Multikulturalismus ist nach Zizek die adäquate Ideologie eines globalisierten Kapitalismus, der in einer Art "Selbstkolonisierung" die Opposition zwischen Metropole und kolonisierten Ländern zugunsten einer kolonisierenden Haltung gegenüber jedem Standort aufgelöst habe. Der globale Kapitalismus beinhalte somit das Paradox einer "Kolonisierung ohne kolonisierende nationalstaatliche Metropole", so wie der Multikulturalismus einen "gönnerhaften eurozentristischen Abstand" hält: "Mit anderen Worten ist Multikulturalismus [...] eine verleugnete, verkehrte, selbstreferentielle Form des Rassismus, ‚ein Rassismus, der Abstand hält' - er ‚respektiert' die Identität des Anderen, nimmt das Andere als eine in sich geschlossene ‚authentische' Gemeinschaft wahr, zu der er, der Multikulturalist, einen Abstand einhält, was seine privilegierte universelle Position belegt." (Ebd.: 72f.) In einem Respekt vor der Besonderheit des Anderen sieht Zizek die Behauptung der eigenen Überlegenheit durchscheinen.

Insofern stellen die tolerante, multikulturalistische und die intolerant eurozentristische Politik falsche Alternativen dar. Zizek zufolge kann nur eine Repolitisierung der Ökonomie - allerdings nicht in einem essentialistischen Sinn - dazu beitragen, daß Politik wieder zu einem Ort des Kampfes um die Augestaltung der gesellschaftlichen Verhältnisse werden kann. In der Akzeptanz der Entpolitisierung der Ökonomie liege eine Beschränkung der politischen Debatte auf "Lebensformunterschiede" begündet. Die Repolitisierung der Ökonomie würde dagegen die Politiken identitätskritischer minoritärer Gruppen effektivieren.

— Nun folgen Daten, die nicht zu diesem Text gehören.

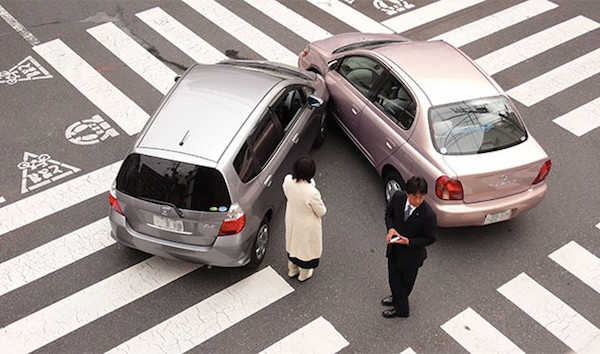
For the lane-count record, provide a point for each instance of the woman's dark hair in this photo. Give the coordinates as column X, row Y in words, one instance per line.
column 304, row 169
column 416, row 185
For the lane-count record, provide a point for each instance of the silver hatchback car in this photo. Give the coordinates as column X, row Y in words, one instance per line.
column 203, row 178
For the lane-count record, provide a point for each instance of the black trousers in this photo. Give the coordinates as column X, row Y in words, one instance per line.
column 401, row 281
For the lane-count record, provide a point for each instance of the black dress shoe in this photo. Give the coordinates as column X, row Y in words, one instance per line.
column 393, row 313
column 387, row 301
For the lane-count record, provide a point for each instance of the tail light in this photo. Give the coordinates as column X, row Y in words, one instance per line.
column 543, row 172
column 447, row 188
column 234, row 222
column 112, row 198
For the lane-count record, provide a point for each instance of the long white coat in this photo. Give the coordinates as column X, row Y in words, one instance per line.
column 303, row 212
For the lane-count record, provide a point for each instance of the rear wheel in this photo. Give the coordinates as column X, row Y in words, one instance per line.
column 259, row 248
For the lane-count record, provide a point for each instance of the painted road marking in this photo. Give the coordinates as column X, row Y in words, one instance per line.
column 551, row 312
column 581, row 120
column 17, row 26
column 211, row 316
column 77, row 310
column 557, row 80
column 180, row 36
column 350, row 16
column 58, row 198
column 319, row 336
column 135, row 56
column 290, row 19
column 477, row 335
column 254, row 39
column 496, row 22
column 427, row 13
column 536, row 44
column 117, row 106
column 54, row 255
column 580, row 262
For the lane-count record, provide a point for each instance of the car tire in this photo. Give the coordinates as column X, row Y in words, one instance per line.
column 259, row 247
column 392, row 183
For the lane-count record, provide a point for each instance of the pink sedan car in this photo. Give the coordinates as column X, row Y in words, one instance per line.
column 425, row 108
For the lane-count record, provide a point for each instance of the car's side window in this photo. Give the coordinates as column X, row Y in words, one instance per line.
column 361, row 72
column 395, row 101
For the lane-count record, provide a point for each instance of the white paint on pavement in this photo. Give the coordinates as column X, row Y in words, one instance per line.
column 477, row 335
column 180, row 36
column 551, row 312
column 73, row 312
column 290, row 19
column 254, row 39
column 135, row 56
column 557, row 80
column 581, row 120
column 211, row 316
column 350, row 16
column 319, row 336
column 496, row 22
column 580, row 262
column 117, row 106
column 54, row 255
column 535, row 44
column 427, row 13
column 55, row 199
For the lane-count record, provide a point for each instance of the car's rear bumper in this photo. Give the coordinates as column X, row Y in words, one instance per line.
column 226, row 251
column 473, row 214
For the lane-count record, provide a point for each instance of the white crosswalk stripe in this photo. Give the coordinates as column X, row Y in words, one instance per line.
column 535, row 44
column 117, row 106
column 496, row 22
column 551, row 312
column 134, row 55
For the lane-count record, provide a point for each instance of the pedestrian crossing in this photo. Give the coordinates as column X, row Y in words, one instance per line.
column 213, row 315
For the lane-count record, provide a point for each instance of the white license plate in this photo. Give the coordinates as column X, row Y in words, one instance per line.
column 497, row 217
column 167, row 224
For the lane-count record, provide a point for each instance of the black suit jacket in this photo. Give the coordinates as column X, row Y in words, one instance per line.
column 420, row 228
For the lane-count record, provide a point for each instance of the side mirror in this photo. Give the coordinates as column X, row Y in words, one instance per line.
column 314, row 101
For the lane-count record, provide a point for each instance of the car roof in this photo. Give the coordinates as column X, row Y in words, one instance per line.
column 442, row 72
column 207, row 108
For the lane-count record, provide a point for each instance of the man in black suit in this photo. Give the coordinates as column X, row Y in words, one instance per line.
column 411, row 225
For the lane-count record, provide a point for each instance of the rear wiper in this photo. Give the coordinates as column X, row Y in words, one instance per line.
column 164, row 203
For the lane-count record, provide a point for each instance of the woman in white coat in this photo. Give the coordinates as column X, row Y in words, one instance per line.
column 303, row 213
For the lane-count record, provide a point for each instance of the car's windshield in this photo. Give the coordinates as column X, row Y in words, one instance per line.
column 476, row 126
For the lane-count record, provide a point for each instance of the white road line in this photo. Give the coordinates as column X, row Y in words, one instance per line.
column 319, row 336
column 117, row 106
column 73, row 312
column 582, row 119
column 211, row 316
column 496, row 22
column 135, row 56
column 55, row 199
column 17, row 26
column 350, row 16
column 477, row 335
column 290, row 19
column 551, row 312
column 536, row 44
column 580, row 262
column 52, row 256
column 180, row 36
column 556, row 80
column 427, row 13
column 254, row 39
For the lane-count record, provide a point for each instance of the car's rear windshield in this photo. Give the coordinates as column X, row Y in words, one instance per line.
column 185, row 185
column 476, row 126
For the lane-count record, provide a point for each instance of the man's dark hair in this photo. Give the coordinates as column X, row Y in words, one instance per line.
column 416, row 185
column 304, row 169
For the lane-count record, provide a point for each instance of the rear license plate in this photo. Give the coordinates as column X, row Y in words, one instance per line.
column 497, row 217
column 167, row 224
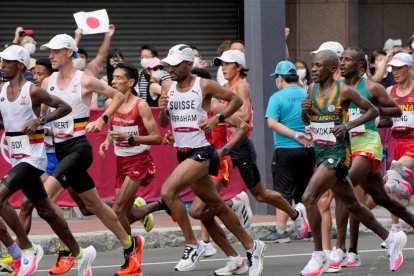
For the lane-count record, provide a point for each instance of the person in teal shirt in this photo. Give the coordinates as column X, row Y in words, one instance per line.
column 293, row 159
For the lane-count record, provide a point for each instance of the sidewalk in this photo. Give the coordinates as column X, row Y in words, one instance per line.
column 166, row 233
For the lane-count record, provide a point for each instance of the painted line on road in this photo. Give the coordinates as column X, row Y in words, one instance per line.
column 225, row 259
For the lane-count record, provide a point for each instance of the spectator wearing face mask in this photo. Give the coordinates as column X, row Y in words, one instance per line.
column 302, row 71
column 25, row 38
column 155, row 70
column 147, row 52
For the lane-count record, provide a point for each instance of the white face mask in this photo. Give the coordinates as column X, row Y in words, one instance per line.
column 79, row 63
column 144, row 63
column 30, row 47
column 301, row 73
column 157, row 75
column 196, row 62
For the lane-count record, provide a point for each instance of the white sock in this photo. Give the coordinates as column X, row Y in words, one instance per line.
column 237, row 260
column 280, row 228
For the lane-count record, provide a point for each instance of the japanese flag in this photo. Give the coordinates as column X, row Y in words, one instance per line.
column 92, row 22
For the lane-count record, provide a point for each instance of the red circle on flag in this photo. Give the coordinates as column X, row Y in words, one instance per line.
column 92, row 22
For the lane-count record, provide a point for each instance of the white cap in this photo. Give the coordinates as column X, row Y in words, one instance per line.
column 231, row 56
column 401, row 59
column 178, row 54
column 18, row 53
column 330, row 45
column 61, row 41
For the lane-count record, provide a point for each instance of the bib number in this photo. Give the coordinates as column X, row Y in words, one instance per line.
column 322, row 135
column 63, row 127
column 19, row 146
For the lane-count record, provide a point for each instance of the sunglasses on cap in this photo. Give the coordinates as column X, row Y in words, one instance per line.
column 157, row 68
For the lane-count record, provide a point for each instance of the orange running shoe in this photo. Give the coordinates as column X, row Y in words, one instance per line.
column 63, row 264
column 16, row 267
column 132, row 265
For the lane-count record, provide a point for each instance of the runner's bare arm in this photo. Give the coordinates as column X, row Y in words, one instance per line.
column 91, row 84
column 154, row 136
column 41, row 96
column 163, row 116
column 213, row 89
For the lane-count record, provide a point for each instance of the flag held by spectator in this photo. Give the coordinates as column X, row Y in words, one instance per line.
column 92, row 22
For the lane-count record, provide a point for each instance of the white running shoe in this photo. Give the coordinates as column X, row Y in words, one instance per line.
column 337, row 259
column 84, row 265
column 301, row 222
column 232, row 268
column 209, row 249
column 241, row 206
column 30, row 260
column 190, row 258
column 352, row 260
column 395, row 248
column 316, row 266
column 255, row 259
column 397, row 186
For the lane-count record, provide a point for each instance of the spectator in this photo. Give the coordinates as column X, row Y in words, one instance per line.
column 392, row 45
column 155, row 71
column 378, row 68
column 303, row 73
column 198, row 59
column 147, row 52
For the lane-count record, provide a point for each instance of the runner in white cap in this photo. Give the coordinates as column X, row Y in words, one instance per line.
column 185, row 103
column 73, row 150
column 20, row 108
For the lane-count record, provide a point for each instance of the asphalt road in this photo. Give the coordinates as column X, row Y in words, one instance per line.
column 281, row 259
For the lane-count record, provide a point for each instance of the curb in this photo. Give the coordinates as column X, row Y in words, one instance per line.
column 167, row 237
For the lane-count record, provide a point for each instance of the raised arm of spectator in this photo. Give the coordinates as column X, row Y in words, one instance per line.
column 96, row 65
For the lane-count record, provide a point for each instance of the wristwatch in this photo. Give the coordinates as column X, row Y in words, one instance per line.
column 105, row 118
column 42, row 120
column 131, row 141
column 220, row 117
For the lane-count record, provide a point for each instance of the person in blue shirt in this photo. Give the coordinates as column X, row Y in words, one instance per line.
column 293, row 159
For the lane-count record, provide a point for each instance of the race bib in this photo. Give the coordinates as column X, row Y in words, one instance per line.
column 322, row 135
column 63, row 127
column 128, row 130
column 359, row 130
column 19, row 146
column 405, row 122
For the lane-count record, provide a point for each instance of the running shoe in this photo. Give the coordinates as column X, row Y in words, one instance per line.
column 64, row 263
column 255, row 259
column 209, row 249
column 337, row 259
column 15, row 266
column 316, row 266
column 148, row 220
column 232, row 268
column 275, row 237
column 301, row 222
column 84, row 265
column 190, row 258
column 405, row 173
column 6, row 262
column 241, row 206
column 395, row 248
column 397, row 186
column 352, row 260
column 30, row 260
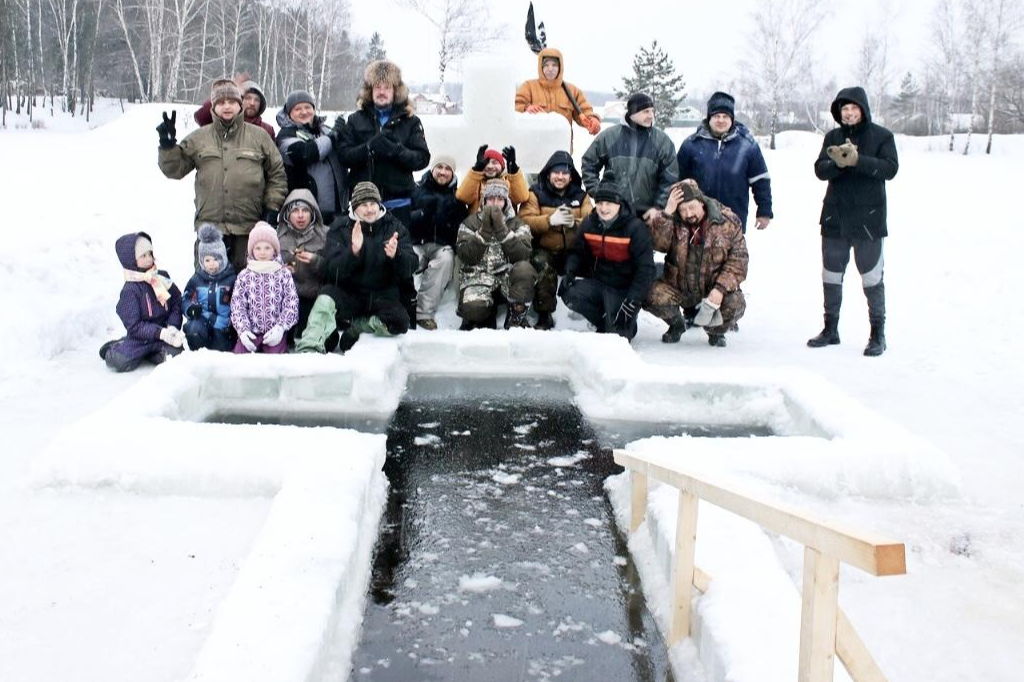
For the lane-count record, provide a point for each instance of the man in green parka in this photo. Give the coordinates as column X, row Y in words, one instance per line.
column 240, row 176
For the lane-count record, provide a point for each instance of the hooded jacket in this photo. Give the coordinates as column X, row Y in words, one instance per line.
column 239, row 173
column 617, row 255
column 644, row 159
column 204, row 115
column 371, row 273
column 550, row 94
column 436, row 213
column 311, row 240
column 727, row 169
column 854, row 207
column 392, row 175
column 326, row 176
column 141, row 313
column 213, row 294
column 721, row 258
column 544, row 200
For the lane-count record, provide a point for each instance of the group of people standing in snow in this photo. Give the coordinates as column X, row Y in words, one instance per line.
column 309, row 237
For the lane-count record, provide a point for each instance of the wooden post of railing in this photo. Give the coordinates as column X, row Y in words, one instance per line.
column 682, row 573
column 638, row 506
column 817, row 616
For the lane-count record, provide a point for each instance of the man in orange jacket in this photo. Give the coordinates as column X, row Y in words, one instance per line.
column 549, row 93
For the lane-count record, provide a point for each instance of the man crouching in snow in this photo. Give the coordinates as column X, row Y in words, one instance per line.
column 368, row 254
column 705, row 264
column 150, row 307
column 495, row 248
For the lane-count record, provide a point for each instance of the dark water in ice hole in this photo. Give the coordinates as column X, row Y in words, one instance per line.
column 497, row 561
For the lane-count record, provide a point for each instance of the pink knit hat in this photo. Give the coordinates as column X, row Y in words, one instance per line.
column 263, row 232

Das Gespräch mit Zizek fand im Juli in Berlin statt.

 

Frage: Sie haben sich mit der Rolle von Pazifismus und Multikulturalismus im Kontext der Konlikte in Ex-Jugoslawien auseinandergesetzt. Wie würden sie ihren theoretischen Ansatz in bezug auf die Situation nach dem Kosovo-Krieg zuspitzen?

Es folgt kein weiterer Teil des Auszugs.